How would you build graph traversal APIs for recommendations?
Building great recommendations from a graph is less about flashy algorithms and more about predictable latency, good edge data, and a clean API contract. Below is a practical guide that teaches you how to design traversal based recommendation APIs that scale in production and shine in a system design interview.
Introduction
A graph traversal API returns entities that are near a source node through paths that satisfy constraints. For example users near a user via follow edges or products near a product via co viewed edges. The service accepts a query such as source nodes, edge types, hop count, fanout caps, filters, and ranking signals, and produces a ranked list ready to serve. Think of it as a small path search engine that runs inside your recommendation stack.
Why It Matters
Recommendation quality depends on how well you can explore the local neighborhood of a user or an item while controlling cost. Traversals give you controllable exploration. You can pick hop limits for freshness, filter by edge labels for intent, and cap fanout for stable latency. Interviewers like this topic because it forces you to balance algorithmic thinking with serving concerns such as quotas, caching, and fallbacks. If you want a structured warm up before attempting full scale designs, the graph patterns section in Grokking System Design Fundamentals is a great place to start.
How It Works Step by Step
Step 1 Define the graph schema Identify node types such as user item topic and edge types such as follows likes purchases co watched. Store direction, weight, and timestamps. Add attributes needed for filtering such as language, region, maturity rating.

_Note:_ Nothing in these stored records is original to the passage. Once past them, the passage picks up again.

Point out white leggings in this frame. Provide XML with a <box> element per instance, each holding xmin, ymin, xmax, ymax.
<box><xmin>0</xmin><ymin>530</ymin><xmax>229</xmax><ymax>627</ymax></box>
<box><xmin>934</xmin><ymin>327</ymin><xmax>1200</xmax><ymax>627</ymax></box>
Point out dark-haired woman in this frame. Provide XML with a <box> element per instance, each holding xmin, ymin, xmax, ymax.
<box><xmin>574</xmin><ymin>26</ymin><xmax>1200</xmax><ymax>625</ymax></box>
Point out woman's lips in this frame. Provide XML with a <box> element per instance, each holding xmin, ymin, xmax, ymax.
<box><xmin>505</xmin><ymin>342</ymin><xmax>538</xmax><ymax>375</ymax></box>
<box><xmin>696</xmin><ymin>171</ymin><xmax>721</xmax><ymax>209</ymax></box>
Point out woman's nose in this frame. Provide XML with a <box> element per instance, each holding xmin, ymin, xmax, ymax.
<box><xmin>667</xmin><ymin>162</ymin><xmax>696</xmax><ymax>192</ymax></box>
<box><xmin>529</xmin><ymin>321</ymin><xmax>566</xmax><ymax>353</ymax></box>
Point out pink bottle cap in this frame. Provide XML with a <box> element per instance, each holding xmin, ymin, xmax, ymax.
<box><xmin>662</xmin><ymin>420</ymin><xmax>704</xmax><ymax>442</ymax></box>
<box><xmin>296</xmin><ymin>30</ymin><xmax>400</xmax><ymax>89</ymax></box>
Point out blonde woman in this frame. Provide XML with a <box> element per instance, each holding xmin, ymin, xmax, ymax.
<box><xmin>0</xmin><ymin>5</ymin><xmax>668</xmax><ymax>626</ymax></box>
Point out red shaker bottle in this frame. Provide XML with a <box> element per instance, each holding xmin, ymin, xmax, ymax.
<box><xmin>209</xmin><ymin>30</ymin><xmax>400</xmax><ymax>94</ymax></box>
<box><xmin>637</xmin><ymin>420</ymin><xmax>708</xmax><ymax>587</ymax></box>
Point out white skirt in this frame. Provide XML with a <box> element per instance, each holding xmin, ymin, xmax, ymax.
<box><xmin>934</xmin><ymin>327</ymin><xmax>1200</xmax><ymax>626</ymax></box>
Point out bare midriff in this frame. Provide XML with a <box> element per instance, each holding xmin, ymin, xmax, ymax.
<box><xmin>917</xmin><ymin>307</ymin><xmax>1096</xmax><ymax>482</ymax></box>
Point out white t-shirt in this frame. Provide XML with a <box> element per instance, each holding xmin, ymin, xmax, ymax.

Step 2 Choose traversal patterns Pick common patterns and map them to use cases.
- One hop friends of user for social suggestions
- Two hop user to item to user to surface similar users
- Item to item via co occurrence for related products
- Meta path user to item to category to item to mix relevance with diversity
Step 3 Bound the search Set hard limits to keep tail latency predictable.
- Max hops often one or two for online serving
- Per hop fanout caps such as top N neighbors by weight or recency
- Path stop conditions such as score below threshold or already seen
Step 4 Score and rank Combine signals along the path.
- Edge weight and age with time decay
- Path length penalty shorter paths get bonus
- Global item quality such as popularity or safety
- Diversity boost to avoid near duplicates Use a simple additive or multiplicative formula that you can explain and tune.
Step 5 Decide online versus precompute Online traversal gives fresh results with higher tail risk. Precompute neighbor lists and keep them in a feature store or cache for fast read. Many teams mix the two. Precompute a candidate pool per entity each hour, then apply a lightweight traversal or filter at request time.
Step 6 Design the API contract Keep it explicit and guess free. Request
- sources list of node ids
- edge_types list such as follows or co_viewed
- hops integer
- fanout_per_hop list of integers
- filters key value pairs such as region equals PK or language equals en
- limit integer Response
- items list of node ids with score and path samples for debugging
- metadata which edge types and counters were used
Step 7 Storage and access paths Use sharded adjacency lists keyed by node id and edge type. Keep top neighbors sorted by weight and time. For mixed filters maintain small inverted indexes such as region to neighbor id bitsets. For higher flexibility mirror a subset in a search store to support attribute filters and pagination.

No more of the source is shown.